Liebe PHOTOPIA Familie,

Digitalminister Dr. Volker Wissing hat vor Kurzem ausgerechnet die Smartphotography offiziell als Umweltsau entlarvt: In der Fragerunde der Abschlusspressekonferenz zum Treffen der G7 Digitalministerinnen und -minister am 11. Mai empfahl er den Verzicht auf (Zitat) „überflüssige Fotos von Essen“ als wertvollen Beitrag zur Lösung unserer Energieprobleme. Es kann also nicht lange dauern, bis Klima-Aktivisten sich – statt auf Straßen – vor gezückte Smartphones kleben, um Schlimmstes zu verhindern.

Klar ist, dass die von Wissing und anderen vorangetriebene Digitalisierung Energie kostet. Wie hoch genau der Anteil von so genanntem Foodporn daran ist, ließ die Pressestelle auf eine offizielle Anfrage bis zur Stunde (rund eine Woche später) unbeantwortet. Aber: Wissing zeigte sich persönlich von der Dimension beeindruckt, woraus man schließen kann, dass es kaum einen größeren Posten im Energiehaushalt gibt, als ausgerechnet Fotos von Essen. Kann man sich nicht ausdenken…

Klar: Längst werden jeden einzelnen Tag mehr Fotos gemacht, als im gesamten 19. Jahrhundert, also in den ersten 61 Jahren nach der Bekanntgabe des fotografischen Verfahrens im Jahr 1839. Damals starben Fotografen nicht selten an den Folgen des Umgangs mit den damaligen Fotochemikalien. Das harmlose Smartphotos heute dafür mitverantwortlich sein sollen, dass in der Arktis Eisbären sterben, ist jedoch in der von Wissing unterstellten (und bislang nicht weiter belegten) Tragweite schwer vorstellbar. Angesichts der umfassenden Pläne zur Umgestaltung unserer Gesellschaft zum Zwecke des Klimaschutzes mag es beruhigen, dass Wissings Pressestelle betont, es sei kein konkretes Vorhaben zur Eindämmung „überflüssiger Fotos“ geplant. Die Digitalfotografie wird also – zumindest in absehbarer Zeit – weder verboten, noch ist ein Genehmigungsverfahren in Vorbereitung, dass durchlaufen werden muss, bevor man auf den Auslöser drückt.

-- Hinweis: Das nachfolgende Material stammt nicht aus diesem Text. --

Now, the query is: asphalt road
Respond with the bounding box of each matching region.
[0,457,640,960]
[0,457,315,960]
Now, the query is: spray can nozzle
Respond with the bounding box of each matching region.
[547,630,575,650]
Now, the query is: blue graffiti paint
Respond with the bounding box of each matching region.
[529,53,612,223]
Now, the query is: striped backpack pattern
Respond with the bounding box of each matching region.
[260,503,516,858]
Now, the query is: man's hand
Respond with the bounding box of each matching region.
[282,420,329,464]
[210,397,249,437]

Bevor das kommt, bleibt zu hoffen, dass Wissing und seine G7 Kolleg*Innen sich zunächst mal um die wirkungsvolle Eindämmung vom Spam-E-Mails, fehlgeleiteter Online-Werbung, die keiner will, oder das Schürfen von Bitcoins kümmert, statt uns ausgerechnet die Freude am Fotografieren vermiesen zu wollen.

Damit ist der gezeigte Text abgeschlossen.